Yes. Connect the mailbox once, set up the fields, and every new PO that lands is parsed and appended to your sheet or pushed to your system automatically, with no one touching it. Most teams add a quick review step so a person eyeballs totals before the data flows into the ERP, which keeps the speed of automation and the safety of a second look. Once an order is approved, you can route it straight into your purchase order workflow so approvals, matching, and fulfillment stay in one place.
Can a parser read a PO that comes as a PDF attachment?
Not on its own. An email parser reads the message body and HTML tables, and it records each attachment by filename, type, and size, but it does not open a PDF and pull values out of it. If your buyers send the purchase order as a typed email or an HTML table, a parser handles it end to end. If the PO arrives as a PDF or a scan, you want a document extraction tool for the file itself, then feed those values into the same spreadsheet. Email parsing and document parsing are two different jobs, and knowing which one you need saves a lot of wasted setup.
What about order confirmations and shipping notices?

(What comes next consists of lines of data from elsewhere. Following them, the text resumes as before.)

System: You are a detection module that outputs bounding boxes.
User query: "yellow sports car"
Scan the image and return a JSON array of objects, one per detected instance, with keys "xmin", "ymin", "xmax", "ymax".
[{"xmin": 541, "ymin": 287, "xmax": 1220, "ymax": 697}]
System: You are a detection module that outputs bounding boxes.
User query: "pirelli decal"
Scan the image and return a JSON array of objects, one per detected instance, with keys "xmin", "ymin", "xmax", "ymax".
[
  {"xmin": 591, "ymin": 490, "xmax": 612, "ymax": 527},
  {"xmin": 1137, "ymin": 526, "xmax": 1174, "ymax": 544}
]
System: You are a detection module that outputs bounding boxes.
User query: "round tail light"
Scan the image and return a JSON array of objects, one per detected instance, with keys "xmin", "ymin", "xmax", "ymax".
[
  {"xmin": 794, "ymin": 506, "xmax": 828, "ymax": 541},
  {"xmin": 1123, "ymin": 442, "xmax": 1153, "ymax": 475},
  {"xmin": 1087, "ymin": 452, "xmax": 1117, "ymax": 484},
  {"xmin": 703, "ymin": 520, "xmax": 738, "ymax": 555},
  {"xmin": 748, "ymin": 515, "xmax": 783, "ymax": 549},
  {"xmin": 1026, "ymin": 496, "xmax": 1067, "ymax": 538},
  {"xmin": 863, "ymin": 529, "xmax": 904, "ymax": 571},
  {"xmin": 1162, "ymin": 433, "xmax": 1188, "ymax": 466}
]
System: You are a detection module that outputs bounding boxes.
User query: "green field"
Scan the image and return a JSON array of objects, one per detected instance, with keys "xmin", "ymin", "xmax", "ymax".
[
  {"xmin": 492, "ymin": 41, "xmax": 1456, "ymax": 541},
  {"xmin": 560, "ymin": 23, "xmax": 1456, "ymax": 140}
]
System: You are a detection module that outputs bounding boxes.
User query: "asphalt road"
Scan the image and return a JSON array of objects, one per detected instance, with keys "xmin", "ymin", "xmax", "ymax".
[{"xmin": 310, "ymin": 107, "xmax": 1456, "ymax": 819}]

They work the same way. An order confirmation, a dispatch note, and a tracking email all carry structured values in the body, and the same parser that reads your POs can read those too, so the whole order lifecycle lands in one sheet. Pull the order number and total from the confirmation, then the carrier and tracking number from the shipping alert, and you have a live view of every order without asking anyone for a status update.
Getting started
Start with a week of real purchase order emails, not a clean sample. Connect the mailbox, name the fields your team actually keys in today, and run the batch. Check the line item rows and the totals against a few known orders, then turn on the automatic run so new POs append themselves. From there you can send the sheet to Excel, export a CSV for your ERP, or hand structured JSON to a developer through the email parser API. If your orders arrive as confirmations rather than formal POs, the guide on extracting order data from confirmation emails covers that flavor in detail.